Deferred tax assets are reviewed at each Balance Sheet date and written
down or written-up to reflect the amount that is reasonably/virtually
certain (as the case may be) to be realised.
The break-up of the deferred tax assets and liabilities as at the
Balance Sheet date has been arrived at after setting-off deferred tax
assets and liabilities where the Company has no legally enforceable
right and an intention to set-off assets against liabilities and where
such assets and liabilities relate to taxes on income levied by the
same governing taxation laws.
j. Earnings per share
Basic earnings per share is computed by dividing the net profit or loss
after tax attributable to equity shareholders for the year by the
weighted average number of equity shares outstanding during the year.

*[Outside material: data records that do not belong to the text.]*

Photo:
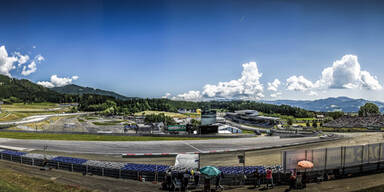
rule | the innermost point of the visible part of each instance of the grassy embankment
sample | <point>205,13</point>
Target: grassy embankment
<point>14,182</point>
<point>16,111</point>
<point>89,137</point>
<point>170,114</point>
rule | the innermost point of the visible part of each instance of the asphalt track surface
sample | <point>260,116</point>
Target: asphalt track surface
<point>146,147</point>
<point>37,118</point>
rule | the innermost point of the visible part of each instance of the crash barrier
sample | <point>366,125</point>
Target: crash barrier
<point>336,157</point>
<point>129,134</point>
<point>336,162</point>
<point>237,175</point>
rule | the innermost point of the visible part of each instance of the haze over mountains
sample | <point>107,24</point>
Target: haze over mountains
<point>345,104</point>
<point>73,89</point>
<point>26,89</point>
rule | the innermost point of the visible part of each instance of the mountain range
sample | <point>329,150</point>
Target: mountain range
<point>345,104</point>
<point>73,89</point>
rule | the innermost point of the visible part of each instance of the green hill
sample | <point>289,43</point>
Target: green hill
<point>79,90</point>
<point>26,91</point>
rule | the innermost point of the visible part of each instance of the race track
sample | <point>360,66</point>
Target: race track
<point>137,147</point>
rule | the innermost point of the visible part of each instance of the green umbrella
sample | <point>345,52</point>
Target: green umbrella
<point>210,171</point>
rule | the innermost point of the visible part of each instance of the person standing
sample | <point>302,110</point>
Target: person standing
<point>196,178</point>
<point>257,176</point>
<point>269,177</point>
<point>292,181</point>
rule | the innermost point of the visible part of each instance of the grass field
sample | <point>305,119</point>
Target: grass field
<point>170,114</point>
<point>18,111</point>
<point>106,123</point>
<point>15,182</point>
<point>89,137</point>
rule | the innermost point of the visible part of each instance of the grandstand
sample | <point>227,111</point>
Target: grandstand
<point>252,117</point>
<point>357,122</point>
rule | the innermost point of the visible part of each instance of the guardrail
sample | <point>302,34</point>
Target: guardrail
<point>130,134</point>
<point>148,172</point>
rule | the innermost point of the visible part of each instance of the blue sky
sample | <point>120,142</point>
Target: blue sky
<point>149,48</point>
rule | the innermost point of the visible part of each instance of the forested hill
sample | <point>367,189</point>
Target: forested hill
<point>22,90</point>
<point>79,90</point>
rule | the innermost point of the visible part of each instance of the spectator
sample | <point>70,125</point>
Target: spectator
<point>292,181</point>
<point>207,184</point>
<point>218,179</point>
<point>196,178</point>
<point>186,176</point>
<point>269,178</point>
<point>257,176</point>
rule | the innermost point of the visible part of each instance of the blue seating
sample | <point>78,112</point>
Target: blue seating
<point>145,167</point>
<point>69,160</point>
<point>15,153</point>
<point>227,170</point>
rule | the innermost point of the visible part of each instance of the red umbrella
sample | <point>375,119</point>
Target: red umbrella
<point>305,164</point>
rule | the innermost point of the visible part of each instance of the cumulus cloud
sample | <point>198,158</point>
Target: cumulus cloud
<point>247,87</point>
<point>6,62</point>
<point>56,81</point>
<point>31,68</point>
<point>346,73</point>
<point>277,94</point>
<point>274,85</point>
<point>312,93</point>
<point>46,84</point>
<point>75,77</point>
<point>298,83</point>
<point>189,96</point>
<point>21,59</point>
<point>166,96</point>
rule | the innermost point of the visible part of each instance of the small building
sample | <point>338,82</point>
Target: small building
<point>252,117</point>
<point>208,117</point>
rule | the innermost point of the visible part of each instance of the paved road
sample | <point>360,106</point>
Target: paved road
<point>37,118</point>
<point>123,147</point>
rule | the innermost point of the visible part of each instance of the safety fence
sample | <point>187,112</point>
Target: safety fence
<point>235,175</point>
<point>339,160</point>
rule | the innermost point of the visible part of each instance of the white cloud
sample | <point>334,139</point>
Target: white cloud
<point>368,81</point>
<point>21,58</point>
<point>346,73</point>
<point>189,96</point>
<point>6,62</point>
<point>31,68</point>
<point>39,58</point>
<point>274,95</point>
<point>166,96</point>
<point>312,93</point>
<point>58,81</point>
<point>247,86</point>
<point>299,83</point>
<point>274,85</point>
<point>46,84</point>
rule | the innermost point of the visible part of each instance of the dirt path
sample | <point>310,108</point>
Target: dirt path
<point>344,185</point>
<point>96,183</point>
<point>262,157</point>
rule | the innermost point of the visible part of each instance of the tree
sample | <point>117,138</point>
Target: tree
<point>336,114</point>
<point>369,109</point>
<point>290,121</point>
<point>314,123</point>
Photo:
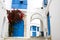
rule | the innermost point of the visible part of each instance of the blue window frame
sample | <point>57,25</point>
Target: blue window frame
<point>19,4</point>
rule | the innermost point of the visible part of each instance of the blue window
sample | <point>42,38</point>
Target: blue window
<point>19,4</point>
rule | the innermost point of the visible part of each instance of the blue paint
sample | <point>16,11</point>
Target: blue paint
<point>18,29</point>
<point>33,34</point>
<point>45,3</point>
<point>18,4</point>
<point>48,19</point>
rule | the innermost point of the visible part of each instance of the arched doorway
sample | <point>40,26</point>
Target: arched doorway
<point>36,25</point>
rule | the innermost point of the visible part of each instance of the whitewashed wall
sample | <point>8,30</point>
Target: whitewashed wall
<point>55,19</point>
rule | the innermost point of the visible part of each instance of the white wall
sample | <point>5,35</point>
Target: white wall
<point>55,19</point>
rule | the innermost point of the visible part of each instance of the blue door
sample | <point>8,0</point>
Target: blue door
<point>18,29</point>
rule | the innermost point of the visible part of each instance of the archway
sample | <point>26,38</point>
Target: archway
<point>36,25</point>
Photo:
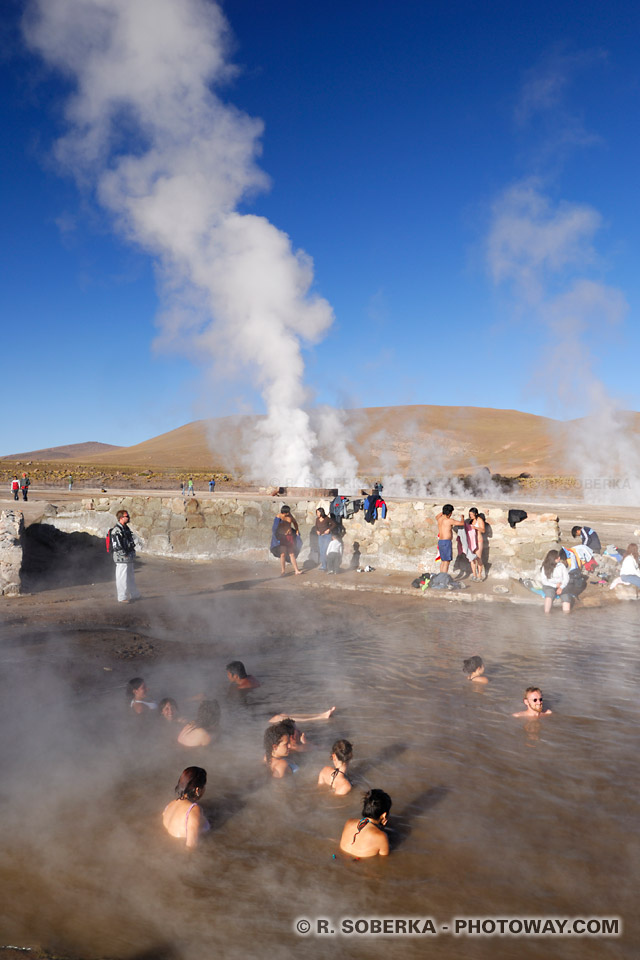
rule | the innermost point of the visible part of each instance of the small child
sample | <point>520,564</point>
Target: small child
<point>334,553</point>
<point>473,669</point>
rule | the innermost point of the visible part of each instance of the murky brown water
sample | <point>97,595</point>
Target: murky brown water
<point>491,816</point>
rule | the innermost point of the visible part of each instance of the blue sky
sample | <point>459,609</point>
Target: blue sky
<point>458,173</point>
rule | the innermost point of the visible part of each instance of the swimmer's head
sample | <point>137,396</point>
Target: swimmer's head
<point>191,784</point>
<point>208,715</point>
<point>342,751</point>
<point>376,804</point>
<point>276,740</point>
<point>136,689</point>
<point>168,708</point>
<point>472,665</point>
<point>236,669</point>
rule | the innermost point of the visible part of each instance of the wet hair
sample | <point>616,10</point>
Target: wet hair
<point>165,702</point>
<point>471,664</point>
<point>342,750</point>
<point>273,735</point>
<point>192,780</point>
<point>133,685</point>
<point>549,561</point>
<point>236,669</point>
<point>208,716</point>
<point>375,803</point>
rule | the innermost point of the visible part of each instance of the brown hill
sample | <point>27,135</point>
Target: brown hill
<point>71,451</point>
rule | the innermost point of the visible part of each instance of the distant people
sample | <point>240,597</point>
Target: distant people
<point>554,577</point>
<point>324,527</point>
<point>201,732</point>
<point>589,537</point>
<point>629,568</point>
<point>473,669</point>
<point>533,703</point>
<point>335,776</point>
<point>285,540</point>
<point>446,523</point>
<point>276,751</point>
<point>183,818</point>
<point>478,524</point>
<point>334,553</point>
<point>138,695</point>
<point>124,554</point>
<point>366,837</point>
<point>237,675</point>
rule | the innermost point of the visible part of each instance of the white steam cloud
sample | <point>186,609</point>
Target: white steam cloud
<point>172,163</point>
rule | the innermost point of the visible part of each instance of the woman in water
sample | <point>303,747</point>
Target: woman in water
<point>554,577</point>
<point>201,732</point>
<point>335,776</point>
<point>137,693</point>
<point>183,818</point>
<point>366,837</point>
<point>285,539</point>
<point>276,751</point>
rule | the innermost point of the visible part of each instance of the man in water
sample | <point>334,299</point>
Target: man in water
<point>533,703</point>
<point>124,555</point>
<point>237,674</point>
<point>446,523</point>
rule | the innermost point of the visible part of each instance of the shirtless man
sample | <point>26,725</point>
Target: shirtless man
<point>533,703</point>
<point>237,674</point>
<point>366,837</point>
<point>446,523</point>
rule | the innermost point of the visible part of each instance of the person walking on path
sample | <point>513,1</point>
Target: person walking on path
<point>124,555</point>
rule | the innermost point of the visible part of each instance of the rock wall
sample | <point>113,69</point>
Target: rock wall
<point>227,527</point>
<point>11,531</point>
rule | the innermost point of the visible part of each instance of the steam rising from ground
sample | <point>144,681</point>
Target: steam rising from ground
<point>172,163</point>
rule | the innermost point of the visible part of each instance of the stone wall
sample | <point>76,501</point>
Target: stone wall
<point>11,530</point>
<point>240,527</point>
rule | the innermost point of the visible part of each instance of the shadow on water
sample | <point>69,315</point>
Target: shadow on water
<point>52,559</point>
<point>403,820</point>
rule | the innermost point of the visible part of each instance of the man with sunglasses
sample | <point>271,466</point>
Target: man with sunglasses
<point>533,703</point>
<point>124,555</point>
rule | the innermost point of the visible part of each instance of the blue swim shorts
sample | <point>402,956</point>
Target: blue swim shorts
<point>445,548</point>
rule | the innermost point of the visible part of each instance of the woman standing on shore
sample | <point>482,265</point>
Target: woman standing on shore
<point>285,539</point>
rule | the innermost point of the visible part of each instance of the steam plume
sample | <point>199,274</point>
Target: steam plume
<point>171,163</point>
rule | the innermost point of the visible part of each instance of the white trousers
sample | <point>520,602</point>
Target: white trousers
<point>126,582</point>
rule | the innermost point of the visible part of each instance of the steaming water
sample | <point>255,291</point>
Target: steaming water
<point>491,816</point>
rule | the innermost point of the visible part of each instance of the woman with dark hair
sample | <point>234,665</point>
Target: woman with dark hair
<point>183,818</point>
<point>630,568</point>
<point>137,692</point>
<point>335,776</point>
<point>276,750</point>
<point>554,577</point>
<point>200,732</point>
<point>285,539</point>
<point>324,527</point>
<point>366,837</point>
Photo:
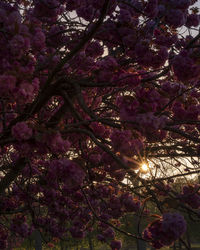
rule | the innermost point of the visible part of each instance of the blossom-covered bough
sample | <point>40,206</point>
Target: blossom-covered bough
<point>89,91</point>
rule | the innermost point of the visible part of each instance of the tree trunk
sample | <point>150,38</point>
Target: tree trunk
<point>90,242</point>
<point>38,240</point>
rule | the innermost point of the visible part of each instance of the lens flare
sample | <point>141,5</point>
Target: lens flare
<point>144,167</point>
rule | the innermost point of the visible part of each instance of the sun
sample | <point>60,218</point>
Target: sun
<point>144,167</point>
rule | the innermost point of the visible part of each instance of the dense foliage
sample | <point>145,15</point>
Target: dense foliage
<point>89,91</point>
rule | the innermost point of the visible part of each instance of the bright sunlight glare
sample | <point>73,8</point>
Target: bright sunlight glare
<point>144,167</point>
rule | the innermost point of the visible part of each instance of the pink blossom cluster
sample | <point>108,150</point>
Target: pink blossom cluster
<point>166,230</point>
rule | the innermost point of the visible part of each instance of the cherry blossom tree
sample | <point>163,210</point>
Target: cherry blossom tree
<point>89,92</point>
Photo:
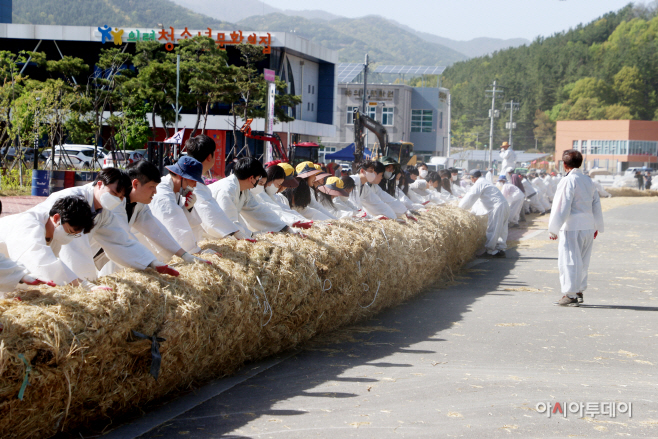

For the purpose of calculating diluted earnings per share, net profit
or loss after tax attributable to equity shareholders and the weighted
average number of shares outstanding during the year are adjusted for
the effects of all dilutive potential equity shares. Dilutive potential
equity shares are deemed converted as of the beginning of the period,
unless they have been issued at a later date. In computing the dilutive
earnings per share, only potential equity shares that are dilutive and
that either reduces the earnings per share or increases loss per share
are included.
k. Provisions and contingencies
The Company recognises a provision when there is a present obligation
as a result of past obligating event that probably requires an outflow
of resources and a reliable estimate can be made of the amount of the
obligation. A disclosure for a contingent liability is made when there
is a possible obligation or a present obligation that may, but probably
will not, require an outflow of resources. Where there is a possible
obligation or a present obligation that the likelihood of outflow of
resources is remote, no provision or disclosure is made.
l. Leases
Lease that do not transfer substantially all the risks and rewards of
ownership are classified as operating leases and recorded as expense as
and when the payments are made over the lease term.
m. Impairment of assets
The Company assesses at each balance sheet date whether there is any
indication that an asset may be impaired. If any such indication
exists, the Company estimates the recoverable amount of the asset. If
such recoverable amount of the asset or the recoverable amount of the
cash generating unit to which the asset belongs is less than its
carrying amount, the carrying amount is reduced to its recoverable
amount. The reduction is treated as an impairment loss and is
recognized in the profit and loss account. For an asset that does not
generate largely independent cash inflows, the recoverable amount is
determined for the cash-generating unit to which the asset belongs. If
at the balance sheet date there is an indication that a previously
assessed impairment loss no longer exists, the recoverable amount is
reassessed and the asset is reflected at the recoverable amount subject
to a maximum of depreciated historical cost.